En un momento de introspección Grinschpun admite que con estos temas el deseo de quien los toca es cambiar el mundo. “Pero en el mejor de los casos, y a eso apostamos, lograremos esos debates después de las proyecciones para poner en el tapete esta temática con la que tenemos muchas deudas. No puede ser que haya chicos en la calle y caminemos como si nada.” Ese muro invisible –entre ese espectador, por cierto no el único porteño, y el chico de la calle al que lo aventaba con un “no, no”– es fuerte. “Se están haciendo cosas que ayudan y mejoran la realidad de algunas personas, como la Asignación Universal por Hijo (AUH)”, dijo la directora, “pero en la realidad hay gente que ni siquiera accede a estas políticas porque ni siquiera tiene el documento de identidad, o ni siquiera se entera por las condiciones en las que vive… Hay un lugar más abajo que abajo al que no llegamos, no llegamos. La familia de Rubén: algunas de las hermanas tienen hijitos y no acceden a la AUH porque no tienen documentos. Hay chicos que no van a la escuela y entonces no acceden a los comedores escolares… Estas chicas no quieren ir a la escuela porque no tienen agua para bañarse y les da vergüenza ir sucias. Se están planteando muchas leyes buenísimas pero nos falta mucho en cuanto a las redes para poder llegar a todos los estratos de la población.

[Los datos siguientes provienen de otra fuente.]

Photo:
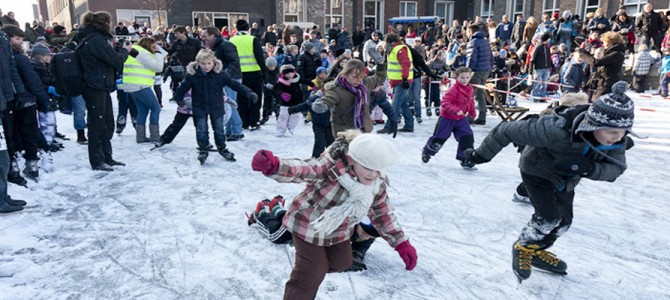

–¿Qué sabe de los chicos hoy?
–Con Ismael estamos en contacto: vino a la última proyección y recibió los premios del Festival de Derechos Humanos con nosotros; está muy bien, trabaja con chicos, ayuda, es asistente social, da clases de fotografía… es un colega de alguna manera. De Gachi hace un tiempo largo que ni él [que es su hermano] ni yo hablamos con ella. Dejó de vivir donde estaba, y su teléfono no anda, no sabemos nada… pero uno aprende a vivir sabiendo que ya va a llamar, ya va a aparecer, porque es así de cíclico… Queda la pregunta: ¿por qué él esto y ella aquello? No tengo una respuesta, pero creo que la cuestión de género es importante: que mientras Ismael pudo ocuparse de sí mismo, poner todas sus energías en estudiar, en intentar salir y conectarse con otras cosas, Gachi fue mamá y se ocupó de ser mamá, y todo lo que eso significó en su vida. Andrés salió de prisión en noviembre del año pasado. Nos llamó un mes antes y nos dijo: “El 15 de noviembre a las 12 del mediodía salgo, vengan”. No supimos más, y ese día a esa hora estábamos frente a la cárcel de Marcos Paz sin saber si iba a estar o no. Y a las 12 y un minuto se abrió el portal y apareció Andrés con una bolsita y un cuadro que había hecho él. Nos pidió una coca cola, se subió al auto, puso cumbia a full y nos pidió que lo llevásemos a plaza Miserere para ver a una chica que había conocido por teléfono mientras estuvo preso. Calculamos que está bien, porque si no nos hubiera llamado.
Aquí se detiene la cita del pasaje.